In the intense quiet of an underwriting department at a major life insurer, a seasoned underwriter stares at her computer screen with a furrowed brow. On her computer monitor is the application of a 45-year-old man claiming to be a non-smoker.
Yet something doesn't add up. Experience tells the underwriter that what she is seeing in the application indicates a smoker, yet the applicant says he has never used tobacco. In an era of accelerated underwriting and without the trusty cotinine test at her disposal, how can this underwriter confirm her suspicions?
This scenario, playing out in insurance offices across the country, underscores a growing challenge in the industry. In an increasingly digital landscape, detecting undisclosed tobacco use can be more difficult. As the insurance world races towards faster, less invasive underwriting processes, it finds itself grappling with the critical question of how to effectively identify tobacco users through third-party evidence without traditional lab tests.
A combination of new digital tools offers a solution to increase the likelihood of underwriters confirming their suspicions.
The root of the challenge: Digitalization
At the heart of this dilemma is a significant shift in underwriting practices. Cotinine test results were the underwriter's go-to for detecting tobacco use dating back to the 1960s. But these tests have become increasingly unpopular as insurers embrace accelerated underwriting and "fluidless" paths that improve the customer experience but eliminate the time needed for lab tests.
This transition, while streamlining the application process, has created a significant challenge in risk assessment, prompting a search for new methods that help increase discovery of non-disclosed tobacco use.
In response, researchers at Reinsurance Group of America (RGA) embarked on two comprehensive studies to explore the effectiveness of digital underwriting evidence in uncovering the truth behind the smoke screen. These findings offer new hope for underwriters seeking innovative solutions for this growing and increasingly pressing dilemma.
The findings: A hierarchy of effectiveness
RGA's research focused on electronic health records (EHRs), medical claims (MC), pharmacy prescriptions (Rx), and LabPiQture (LP), a product from ExamOne that provides both clinical and historical insurance lab results. The results paint a clear picture of the relative value of different evidence types for detecting tobacco use:
Figure 1:

Insurance labs – Despite the industry shift, traditional insurance labs remain the most effective method for identifying tobacco users.
Electronic health records (EHRs) and attending physician statements (APSs) – Among digital evidence types, EHRs emerged as the strongest performer in detecting current tobacco use. These can include digitalized attending physician statements, which often record whether a patient is a current or former smoker, and medical codes that indicate smoking status.
Medical claims (MC) – While not as effective as EHRs, medical claims data proved to be a valuable source of information on tobacco use.
LabPiQture (LP) – The effectiveness of LP in detecting tobacco use was directly tied to the presence of historical insurance lab results within the data and was key to the second study's findings.
Prescription data (Rx) – While included in the second study (See Figures 2 and 3), prescription data showed limited effectiveness in identifying tobacco use, with very few tobacco cessation medications found.
The second study found the value insurance labs add to LabPiQture to uncover tobacco use. LabPiQture hits with prior insurance labs will include a cotinine test result, thereby matching the valuable tobacco use detection of traditional insurance labs in all but recency. One caveat is that the insurance labs housed within LP will likely not be as current as traditional insurance labs taken at the time of underwriting.
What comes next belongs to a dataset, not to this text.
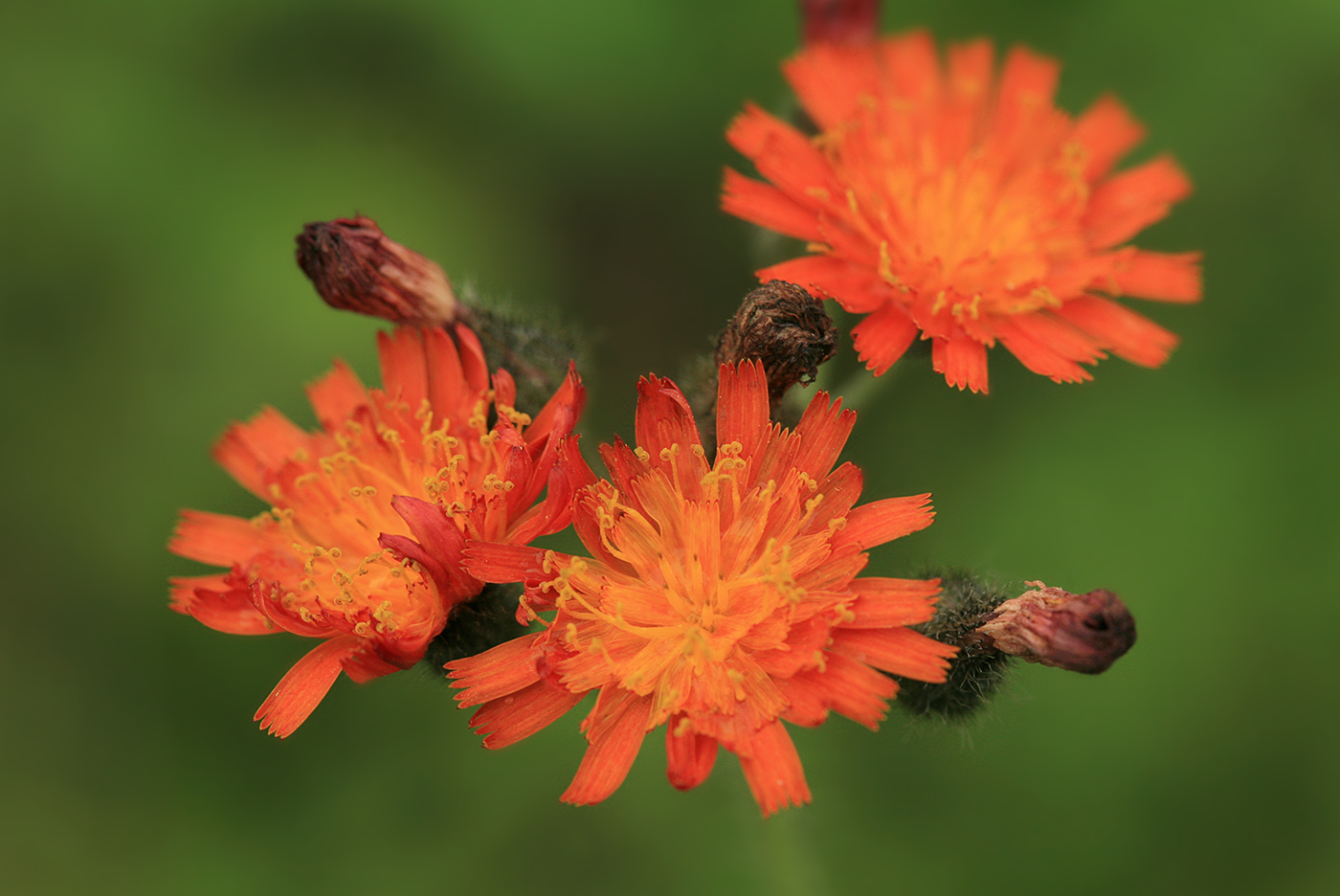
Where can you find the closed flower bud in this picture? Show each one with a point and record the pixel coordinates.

Figures 2 and 3 depict how LP smoking identification overlaps with self-disclosure, indicating that some smokers do indeed disclose tobacco use. Interestingly, we did not see the same overlap with MC or RX. This adds another layer of reliability to the LP findings.
Figure 2:

Figure 3:

Implications for insurers
The findings of these two studies have significant implications for insurers looking to enhance their risk assessment processes in an age of accelerated underwriting:
Prioritize EHR integration – Given the strong performance of EHRs in detecting current tobacco use, insurers should consider integrating this data source early in the underwriting process, if this is a priority.
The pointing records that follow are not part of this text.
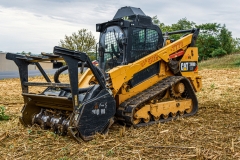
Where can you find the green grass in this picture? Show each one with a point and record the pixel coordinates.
(228, 61)
(3, 116)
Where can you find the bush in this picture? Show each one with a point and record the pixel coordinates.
(218, 52)
(3, 116)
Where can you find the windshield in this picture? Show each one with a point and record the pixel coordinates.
(112, 48)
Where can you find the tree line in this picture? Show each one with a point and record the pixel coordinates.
(214, 39)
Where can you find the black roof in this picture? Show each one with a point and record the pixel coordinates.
(128, 11)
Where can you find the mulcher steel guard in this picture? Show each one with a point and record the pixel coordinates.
(83, 121)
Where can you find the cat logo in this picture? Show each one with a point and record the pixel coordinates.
(184, 66)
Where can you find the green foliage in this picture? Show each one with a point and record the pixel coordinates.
(218, 52)
(3, 116)
(214, 39)
(82, 41)
(228, 61)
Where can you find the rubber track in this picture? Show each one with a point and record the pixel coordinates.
(125, 110)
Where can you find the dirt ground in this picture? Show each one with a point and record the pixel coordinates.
(213, 133)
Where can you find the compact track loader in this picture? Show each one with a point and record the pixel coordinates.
(142, 78)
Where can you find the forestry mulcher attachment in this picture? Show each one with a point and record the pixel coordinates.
(142, 78)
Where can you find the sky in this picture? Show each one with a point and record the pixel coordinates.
(38, 25)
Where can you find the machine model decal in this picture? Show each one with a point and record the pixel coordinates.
(188, 66)
(100, 109)
(177, 46)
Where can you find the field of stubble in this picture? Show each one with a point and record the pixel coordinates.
(213, 133)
Consider historical data – The value of past insurance lab results within LabPiQture data suggests that insurers should not totally disregard historical data in current risk assessments.
Maintain flexibility – As the landscape of digital evidence continues to evolve, insurers should remain adaptable to incorporating new data sources and technologies into their underwriting processes.
Adapting to a changing landscape
The shift towards accelerated underwriting presents both challenges and opportunities for the insurance industry. While the move away from traditional cotinine testing has created a gap in tobacco use detection, the emergence of digital underwriting evidence offers a promising means of narrowing this gap. By leveraging a combination of EHRs, medical claims, and historical lab data, insurers can enhance their ability to discover undisclosed tobacco use and improve overall risk assessment accuracy.
As the industry continues to evolve, staying informed about the latest research and best practices in tobacco use detection will be crucial for insurers looking to maintain a competitive edge while effectively managing risk. The findings of these studies provide a valuable roadmap for navigating this new terrain, offering insights that can help shape more effective underwriting strategies in the digital age.